Renovations officially began on the Chase County Elementary and Junior/Senior High School buildings last month, just a little more than a year after voters approved a $12 million bond for facility improvements.
Superintendent Jeff Kohlman is already pleased with the progress being made.
“I think we’re very pleased about where we are at in the process right now and how smooth it has gone,” Kohlman said. “I think we all know there’s going to be a hiccup here and there and — how do we deal with keeping things on track as far as schedule and keeping kids safe and those types of things? So far it’s been smooth.”
The Law Company of Wichita — which submitted the low bid for the CCJSHS project — has been preparing the groundwork for the new additions to the high school. Kohlman said cold weather has slowed down the process to pour the foundation, but crews have been working inside of the high school to create temporary classroom space.
“They started with the groundwork for the new additions and getting that ready for foundation and concrete work,” Kohlman said. “Then they moved inside to a room we call the conference room that has concrete tiers in it. They removed all those tiers so they can begin renovating it in a rough draft and we can use it as a holding and temporary classroom so they can renovate other classrooms.”
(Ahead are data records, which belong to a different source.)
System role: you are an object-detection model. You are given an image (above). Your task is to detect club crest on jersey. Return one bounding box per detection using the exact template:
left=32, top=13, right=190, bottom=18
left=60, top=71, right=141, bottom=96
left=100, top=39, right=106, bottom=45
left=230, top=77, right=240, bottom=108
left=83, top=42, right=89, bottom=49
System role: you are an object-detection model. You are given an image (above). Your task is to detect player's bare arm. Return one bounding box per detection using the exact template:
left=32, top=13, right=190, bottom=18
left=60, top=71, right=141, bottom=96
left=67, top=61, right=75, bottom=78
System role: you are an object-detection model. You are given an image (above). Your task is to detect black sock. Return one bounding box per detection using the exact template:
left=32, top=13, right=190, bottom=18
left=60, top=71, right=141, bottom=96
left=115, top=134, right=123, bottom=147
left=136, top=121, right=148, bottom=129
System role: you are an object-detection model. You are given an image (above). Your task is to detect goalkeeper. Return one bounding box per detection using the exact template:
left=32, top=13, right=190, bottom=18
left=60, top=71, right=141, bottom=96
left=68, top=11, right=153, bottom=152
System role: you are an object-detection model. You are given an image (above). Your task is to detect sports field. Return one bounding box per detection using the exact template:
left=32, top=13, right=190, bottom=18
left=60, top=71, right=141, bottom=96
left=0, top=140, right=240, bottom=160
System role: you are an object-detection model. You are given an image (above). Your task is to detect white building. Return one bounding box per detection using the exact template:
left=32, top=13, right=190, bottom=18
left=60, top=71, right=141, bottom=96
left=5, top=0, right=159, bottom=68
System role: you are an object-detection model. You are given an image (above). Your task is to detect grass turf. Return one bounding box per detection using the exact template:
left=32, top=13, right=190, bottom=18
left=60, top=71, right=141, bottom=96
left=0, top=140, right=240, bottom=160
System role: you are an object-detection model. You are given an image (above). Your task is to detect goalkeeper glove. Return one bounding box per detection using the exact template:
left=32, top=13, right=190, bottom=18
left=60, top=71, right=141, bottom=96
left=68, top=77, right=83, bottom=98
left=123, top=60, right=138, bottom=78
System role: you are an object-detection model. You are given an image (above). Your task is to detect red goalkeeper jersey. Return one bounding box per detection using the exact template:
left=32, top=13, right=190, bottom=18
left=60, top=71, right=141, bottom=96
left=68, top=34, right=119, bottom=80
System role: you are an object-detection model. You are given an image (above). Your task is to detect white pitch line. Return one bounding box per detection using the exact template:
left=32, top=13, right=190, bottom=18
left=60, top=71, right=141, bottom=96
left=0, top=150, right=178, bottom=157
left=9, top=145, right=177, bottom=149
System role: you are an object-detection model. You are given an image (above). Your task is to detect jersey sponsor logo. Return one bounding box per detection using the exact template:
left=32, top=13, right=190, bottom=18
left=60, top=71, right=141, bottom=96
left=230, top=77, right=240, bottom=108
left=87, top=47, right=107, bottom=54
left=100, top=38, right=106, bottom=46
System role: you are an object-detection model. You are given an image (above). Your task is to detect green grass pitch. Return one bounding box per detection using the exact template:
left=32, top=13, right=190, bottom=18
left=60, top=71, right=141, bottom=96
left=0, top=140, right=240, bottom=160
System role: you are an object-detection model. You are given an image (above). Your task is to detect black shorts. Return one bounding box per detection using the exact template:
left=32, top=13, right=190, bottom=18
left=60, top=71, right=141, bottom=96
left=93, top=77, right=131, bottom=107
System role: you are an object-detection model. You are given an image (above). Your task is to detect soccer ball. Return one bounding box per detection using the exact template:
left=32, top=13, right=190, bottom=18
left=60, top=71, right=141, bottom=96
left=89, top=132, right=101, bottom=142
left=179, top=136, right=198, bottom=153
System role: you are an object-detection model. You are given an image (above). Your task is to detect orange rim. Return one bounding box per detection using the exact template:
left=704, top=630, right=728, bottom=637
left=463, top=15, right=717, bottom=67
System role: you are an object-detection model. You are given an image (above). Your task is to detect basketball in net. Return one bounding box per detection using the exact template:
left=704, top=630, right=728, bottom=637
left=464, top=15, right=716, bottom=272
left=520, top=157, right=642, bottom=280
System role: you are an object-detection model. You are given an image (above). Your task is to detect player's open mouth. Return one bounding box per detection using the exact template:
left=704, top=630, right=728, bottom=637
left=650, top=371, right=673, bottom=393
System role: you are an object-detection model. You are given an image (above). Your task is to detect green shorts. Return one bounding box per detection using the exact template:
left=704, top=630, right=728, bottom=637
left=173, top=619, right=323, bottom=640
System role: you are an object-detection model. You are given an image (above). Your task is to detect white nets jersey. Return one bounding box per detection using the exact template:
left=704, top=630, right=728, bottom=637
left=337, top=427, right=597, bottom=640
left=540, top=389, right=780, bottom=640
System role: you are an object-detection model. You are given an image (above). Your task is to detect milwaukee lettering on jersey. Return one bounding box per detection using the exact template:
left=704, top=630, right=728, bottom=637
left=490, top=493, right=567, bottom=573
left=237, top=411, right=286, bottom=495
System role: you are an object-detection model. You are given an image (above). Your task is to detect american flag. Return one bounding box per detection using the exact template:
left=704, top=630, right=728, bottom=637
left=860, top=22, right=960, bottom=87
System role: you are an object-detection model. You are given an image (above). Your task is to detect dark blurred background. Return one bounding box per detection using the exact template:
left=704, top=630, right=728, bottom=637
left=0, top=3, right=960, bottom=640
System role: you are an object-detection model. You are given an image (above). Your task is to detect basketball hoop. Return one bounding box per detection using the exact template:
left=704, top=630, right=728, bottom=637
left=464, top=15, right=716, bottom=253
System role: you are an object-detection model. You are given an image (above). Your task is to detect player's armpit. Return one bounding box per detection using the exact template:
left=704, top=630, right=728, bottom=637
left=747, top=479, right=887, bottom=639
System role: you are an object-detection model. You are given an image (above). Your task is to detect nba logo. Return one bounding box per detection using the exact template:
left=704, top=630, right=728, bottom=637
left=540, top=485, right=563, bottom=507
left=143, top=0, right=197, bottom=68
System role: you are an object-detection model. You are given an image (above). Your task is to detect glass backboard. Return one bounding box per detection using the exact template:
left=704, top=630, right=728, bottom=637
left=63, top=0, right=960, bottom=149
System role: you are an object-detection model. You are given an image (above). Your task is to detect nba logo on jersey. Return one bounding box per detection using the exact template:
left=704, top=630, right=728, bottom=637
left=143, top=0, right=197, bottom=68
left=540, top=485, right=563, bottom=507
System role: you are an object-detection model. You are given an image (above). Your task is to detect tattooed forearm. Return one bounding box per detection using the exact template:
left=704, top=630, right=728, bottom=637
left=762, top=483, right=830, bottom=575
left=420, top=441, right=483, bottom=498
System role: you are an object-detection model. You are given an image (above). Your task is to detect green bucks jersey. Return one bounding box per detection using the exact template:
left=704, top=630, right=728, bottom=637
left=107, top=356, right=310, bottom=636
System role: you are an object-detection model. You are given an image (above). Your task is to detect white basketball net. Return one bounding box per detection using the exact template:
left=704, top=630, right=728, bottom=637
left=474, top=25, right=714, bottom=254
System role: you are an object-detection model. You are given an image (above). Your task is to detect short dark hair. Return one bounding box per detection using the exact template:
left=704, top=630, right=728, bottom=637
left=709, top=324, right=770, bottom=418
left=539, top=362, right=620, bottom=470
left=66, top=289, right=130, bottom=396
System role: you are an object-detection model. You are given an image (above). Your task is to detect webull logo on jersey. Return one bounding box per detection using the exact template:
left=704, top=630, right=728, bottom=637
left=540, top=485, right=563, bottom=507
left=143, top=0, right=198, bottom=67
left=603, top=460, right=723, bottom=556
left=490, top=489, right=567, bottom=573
Classroom renovations have required a clear timeline and lots of communication between contractors, teachers and building administrators. Kohlman said he, along with architects Mike Schmidt and Warren Ediger, have been meeting with contractors for both buildings every other week in order to make sure those lines of communication remain open. Each contractor has been working on “three-week plans” so they can anticipate the next move.
“They’ve been very good about giving us a three-week plan about what’s going to happen,” Kohlman said.
Kohlman said that has helped him to ensure the school district isn’t slowing down the renovation process in any way. The planning also helps determine which classes will be moved next as the improvements are made.
Work at the elementary school is also going well, Kohlman said. The old gymnasium has been gutted and will soon house new classrooms. Other classes in what is called “the stage” have been cleared out, with classes moving temporarily to other locations.
Topeka-based contractors Murray & Sons have worked with elementary and preschool teachers to make the process an educational experience for the children.
“The grade school kids are really fascinated with what’s going on,” Kohlman said. “The preschool teacher talked to the superintendent of the company and he walked them through what they’d done in the gym so far and was kind of explaining that it was going to be for classrooms — that it wasn’t going to be a gym anymore. They’re working up above (the stage area) right now and it’s quite noisy. Those rooms haven’t been being used anyway, so we decided to clear that out and give them the whole space.”
Kohlman said despite the work going on, contractors have been working around the district’s schedule to help avoid major disruptions during school days.
“So far we’ve had pretty good luck with working with the construction companies to accomplish that,” Kohlman said. “When they were tearing out the concrete in the conference room (at the high school), they did that over Christmas break because it was very loud with the jack-hammering and very dusty. That’s kind of what the plan is when we move a classroom out so that we can renovate the next room.”
Students at both schools have been excited and interested by the renovation process.
“They’re interested in what’s next and how the process is working,” he said. “It’s a ‘Is our class moving first?’ type of thing. I think there’s an excitement, yet they also understand there will be some noise and some disruption, like ‘oh yeah, I don’t meet in this class today, I have to go to the library.’”
Kohlman said he’s looking forward to seeing how work continues to progress at both buildings, and hopes to have some classrooms finished by the end of Spring Break.
“They’re farther along than I thought they’d be at this point right now,” Kohlman said. “We’re pretty happy at this point, because you can actually see the progress now.”